South of a watershed between the villages of Beddgelert and Capel Curig, lies a series of mountains knows as the Moelwynion. This contains some notable mountains, Carnedd Moel Siabod, Cnicht, Moelwyn Bach and Moelwyn Mawr, and a collection of Slate mines that circle the town of Blaenau Ffestiniog. This tract of land is wild, boggy and complex, and contains many small lakes or ‘Llyns’. It’s not particularly high, and sees much less visitor traffic, yet it contains a hidden gem.
I have camped out here on numerous occasions, armed with a camera, to photograph the place at dawn and dusk, and there’s a wonderful sense of calm being here for an extended period of time.
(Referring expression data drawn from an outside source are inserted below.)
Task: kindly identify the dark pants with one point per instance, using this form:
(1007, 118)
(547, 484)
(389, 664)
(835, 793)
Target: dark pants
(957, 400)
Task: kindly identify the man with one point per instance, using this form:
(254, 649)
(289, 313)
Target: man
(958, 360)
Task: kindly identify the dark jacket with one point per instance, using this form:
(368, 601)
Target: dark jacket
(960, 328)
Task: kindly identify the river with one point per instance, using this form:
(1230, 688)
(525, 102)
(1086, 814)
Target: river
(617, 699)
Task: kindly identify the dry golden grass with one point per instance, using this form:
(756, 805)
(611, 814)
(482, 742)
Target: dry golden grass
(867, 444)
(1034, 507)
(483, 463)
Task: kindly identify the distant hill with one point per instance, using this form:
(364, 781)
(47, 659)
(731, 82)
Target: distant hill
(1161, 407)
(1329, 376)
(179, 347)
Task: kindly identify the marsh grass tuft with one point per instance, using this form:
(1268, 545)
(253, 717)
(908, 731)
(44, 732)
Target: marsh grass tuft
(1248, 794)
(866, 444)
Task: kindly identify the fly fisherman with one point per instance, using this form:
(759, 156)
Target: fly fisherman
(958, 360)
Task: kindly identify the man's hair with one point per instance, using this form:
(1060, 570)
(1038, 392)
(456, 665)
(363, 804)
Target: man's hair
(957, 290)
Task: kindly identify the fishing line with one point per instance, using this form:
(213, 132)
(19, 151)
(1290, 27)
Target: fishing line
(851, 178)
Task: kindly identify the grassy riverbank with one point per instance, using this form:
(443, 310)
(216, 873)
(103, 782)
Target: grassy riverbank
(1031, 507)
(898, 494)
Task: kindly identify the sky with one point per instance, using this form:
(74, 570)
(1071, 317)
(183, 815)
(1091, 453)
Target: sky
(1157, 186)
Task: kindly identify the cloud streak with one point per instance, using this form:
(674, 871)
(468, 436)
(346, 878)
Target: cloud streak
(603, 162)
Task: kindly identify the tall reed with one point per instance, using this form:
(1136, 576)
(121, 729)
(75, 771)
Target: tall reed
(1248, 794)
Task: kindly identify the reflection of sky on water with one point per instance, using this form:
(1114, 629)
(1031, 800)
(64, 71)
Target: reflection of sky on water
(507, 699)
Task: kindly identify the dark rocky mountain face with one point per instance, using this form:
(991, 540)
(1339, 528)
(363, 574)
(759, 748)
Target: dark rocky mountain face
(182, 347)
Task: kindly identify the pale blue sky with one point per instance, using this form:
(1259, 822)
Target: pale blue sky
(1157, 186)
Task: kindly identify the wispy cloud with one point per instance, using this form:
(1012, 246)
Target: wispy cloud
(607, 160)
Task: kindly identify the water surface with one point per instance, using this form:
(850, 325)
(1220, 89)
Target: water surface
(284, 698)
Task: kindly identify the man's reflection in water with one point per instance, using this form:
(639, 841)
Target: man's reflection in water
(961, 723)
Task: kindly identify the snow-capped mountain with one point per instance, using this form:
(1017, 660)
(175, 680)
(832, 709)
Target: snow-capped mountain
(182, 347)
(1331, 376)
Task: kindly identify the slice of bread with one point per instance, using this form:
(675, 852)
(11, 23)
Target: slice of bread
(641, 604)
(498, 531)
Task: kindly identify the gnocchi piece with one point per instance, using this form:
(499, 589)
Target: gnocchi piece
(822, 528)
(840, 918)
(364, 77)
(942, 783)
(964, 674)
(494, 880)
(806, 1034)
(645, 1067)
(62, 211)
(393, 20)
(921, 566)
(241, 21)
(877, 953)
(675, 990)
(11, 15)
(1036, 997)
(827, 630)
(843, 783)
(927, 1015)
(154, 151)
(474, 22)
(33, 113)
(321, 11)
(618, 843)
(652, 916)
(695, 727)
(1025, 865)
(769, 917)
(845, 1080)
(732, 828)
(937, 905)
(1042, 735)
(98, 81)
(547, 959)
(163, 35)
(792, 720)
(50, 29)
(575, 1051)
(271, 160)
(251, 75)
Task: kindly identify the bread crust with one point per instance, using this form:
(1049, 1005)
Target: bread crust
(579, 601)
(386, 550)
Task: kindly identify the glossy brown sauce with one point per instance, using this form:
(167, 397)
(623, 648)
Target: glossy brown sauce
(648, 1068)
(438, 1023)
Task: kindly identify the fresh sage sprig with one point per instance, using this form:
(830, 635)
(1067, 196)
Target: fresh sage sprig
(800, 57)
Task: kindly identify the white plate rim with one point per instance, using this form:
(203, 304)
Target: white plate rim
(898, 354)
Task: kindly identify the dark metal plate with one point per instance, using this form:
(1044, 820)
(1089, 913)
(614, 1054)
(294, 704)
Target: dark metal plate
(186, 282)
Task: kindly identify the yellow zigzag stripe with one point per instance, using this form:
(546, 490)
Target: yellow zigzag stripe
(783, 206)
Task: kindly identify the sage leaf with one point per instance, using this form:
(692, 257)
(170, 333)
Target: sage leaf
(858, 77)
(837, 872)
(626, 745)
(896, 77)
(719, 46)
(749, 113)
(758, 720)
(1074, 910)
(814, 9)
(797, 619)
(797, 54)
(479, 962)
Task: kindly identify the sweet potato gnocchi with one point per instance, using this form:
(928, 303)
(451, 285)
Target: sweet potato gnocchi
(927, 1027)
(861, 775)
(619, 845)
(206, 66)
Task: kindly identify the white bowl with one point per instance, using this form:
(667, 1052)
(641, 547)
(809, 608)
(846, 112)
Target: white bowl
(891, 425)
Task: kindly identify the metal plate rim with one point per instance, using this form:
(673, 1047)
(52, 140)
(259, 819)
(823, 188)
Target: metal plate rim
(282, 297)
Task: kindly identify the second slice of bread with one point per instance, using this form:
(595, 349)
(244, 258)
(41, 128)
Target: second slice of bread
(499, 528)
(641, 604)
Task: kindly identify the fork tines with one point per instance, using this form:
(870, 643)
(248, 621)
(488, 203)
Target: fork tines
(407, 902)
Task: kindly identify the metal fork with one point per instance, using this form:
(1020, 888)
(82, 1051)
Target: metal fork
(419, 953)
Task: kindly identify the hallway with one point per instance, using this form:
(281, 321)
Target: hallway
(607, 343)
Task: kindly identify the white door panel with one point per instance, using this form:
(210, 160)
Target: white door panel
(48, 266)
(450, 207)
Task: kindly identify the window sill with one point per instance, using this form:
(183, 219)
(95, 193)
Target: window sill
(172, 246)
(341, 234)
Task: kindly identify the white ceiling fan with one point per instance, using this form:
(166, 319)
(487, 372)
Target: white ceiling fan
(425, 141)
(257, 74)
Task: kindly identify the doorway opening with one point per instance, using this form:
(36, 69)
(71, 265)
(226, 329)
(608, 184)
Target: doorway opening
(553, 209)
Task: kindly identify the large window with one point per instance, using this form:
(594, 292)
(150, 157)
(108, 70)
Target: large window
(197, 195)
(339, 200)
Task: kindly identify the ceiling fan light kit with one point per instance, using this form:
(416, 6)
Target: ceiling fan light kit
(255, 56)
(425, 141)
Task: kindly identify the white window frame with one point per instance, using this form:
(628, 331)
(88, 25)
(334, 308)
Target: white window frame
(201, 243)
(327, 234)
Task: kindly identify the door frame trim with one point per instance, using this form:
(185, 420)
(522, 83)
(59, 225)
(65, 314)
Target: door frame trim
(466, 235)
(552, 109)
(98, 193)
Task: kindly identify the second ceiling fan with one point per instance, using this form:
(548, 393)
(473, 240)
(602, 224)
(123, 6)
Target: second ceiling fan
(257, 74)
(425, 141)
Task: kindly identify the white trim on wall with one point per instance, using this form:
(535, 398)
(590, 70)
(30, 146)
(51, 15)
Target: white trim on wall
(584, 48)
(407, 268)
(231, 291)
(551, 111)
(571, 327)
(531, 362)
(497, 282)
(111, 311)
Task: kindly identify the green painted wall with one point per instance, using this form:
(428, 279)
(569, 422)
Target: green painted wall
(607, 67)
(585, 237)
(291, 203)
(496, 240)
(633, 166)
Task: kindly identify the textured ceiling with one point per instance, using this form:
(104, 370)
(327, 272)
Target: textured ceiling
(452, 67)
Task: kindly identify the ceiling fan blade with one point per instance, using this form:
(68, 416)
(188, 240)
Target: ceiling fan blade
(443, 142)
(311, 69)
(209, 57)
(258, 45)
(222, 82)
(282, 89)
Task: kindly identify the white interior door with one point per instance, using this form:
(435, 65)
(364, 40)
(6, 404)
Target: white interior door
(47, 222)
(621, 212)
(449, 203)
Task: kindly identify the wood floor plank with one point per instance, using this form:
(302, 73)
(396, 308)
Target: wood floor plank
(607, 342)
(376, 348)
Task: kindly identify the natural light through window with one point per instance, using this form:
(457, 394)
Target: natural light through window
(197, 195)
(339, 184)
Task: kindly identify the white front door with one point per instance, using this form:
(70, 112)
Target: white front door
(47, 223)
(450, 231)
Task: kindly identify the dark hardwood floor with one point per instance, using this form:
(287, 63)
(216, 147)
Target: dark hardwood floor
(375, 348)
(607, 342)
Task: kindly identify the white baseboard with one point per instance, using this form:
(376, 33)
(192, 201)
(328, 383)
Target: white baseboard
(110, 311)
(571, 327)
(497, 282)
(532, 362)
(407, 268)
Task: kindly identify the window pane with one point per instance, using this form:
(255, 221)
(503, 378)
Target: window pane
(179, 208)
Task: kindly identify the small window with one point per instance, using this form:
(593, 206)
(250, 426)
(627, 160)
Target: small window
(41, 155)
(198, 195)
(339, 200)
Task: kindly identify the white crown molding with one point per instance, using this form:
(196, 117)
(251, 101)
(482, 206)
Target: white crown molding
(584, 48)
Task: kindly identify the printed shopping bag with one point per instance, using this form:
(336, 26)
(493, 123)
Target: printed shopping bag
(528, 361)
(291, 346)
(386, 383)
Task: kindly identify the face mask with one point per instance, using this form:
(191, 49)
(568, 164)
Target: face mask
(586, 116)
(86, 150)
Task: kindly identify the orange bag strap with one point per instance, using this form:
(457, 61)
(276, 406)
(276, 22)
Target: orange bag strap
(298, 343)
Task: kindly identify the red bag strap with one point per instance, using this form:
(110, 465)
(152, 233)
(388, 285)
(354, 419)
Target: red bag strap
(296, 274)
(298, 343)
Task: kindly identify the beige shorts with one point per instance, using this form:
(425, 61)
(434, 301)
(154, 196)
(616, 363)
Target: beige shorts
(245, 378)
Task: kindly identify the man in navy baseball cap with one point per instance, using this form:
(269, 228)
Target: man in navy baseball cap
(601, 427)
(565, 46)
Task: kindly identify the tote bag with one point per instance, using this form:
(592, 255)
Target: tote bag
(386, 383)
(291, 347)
The landscape is generally low, around 300 metres elevation, yet is extremely complex, containing rocky outcrops and clear mountain lakes normally associated with much higher terrain, and this yields almost limitless photographic opportunities, and looks totally different from one day to the next.
The two photographs above are of two different lakes, yet were taken from almost the same spot.
The jewel in the crown however is reserved for a spot at the top of a small knoll of about 460 metres elevation which provides a breathtaking view of one of these lakes with the mountain Cnicht, rising in the background.
This view, I think, has to be one of the best views in Snowdonia. There are many wonderful viewpoints scattered across the park, the high mountains and dramatic glaciated Cwms are all pretty epic, but this is as close to the perfect mountain vista that I have had the pleasure of viewing first hand. Proportion and scale work so well. The view is big, of course, but in a photograph, it appears bigger, and the complex terrain enhances this.
Ironic then that surprisingly few people have seen this, which for me, makes this place so much more special. Most people would happily write off any chance of seeing something like that from a 460 metre spot height, in a location that has no really big mountains.
Just goes to show that there’s more to a view that just absolute height!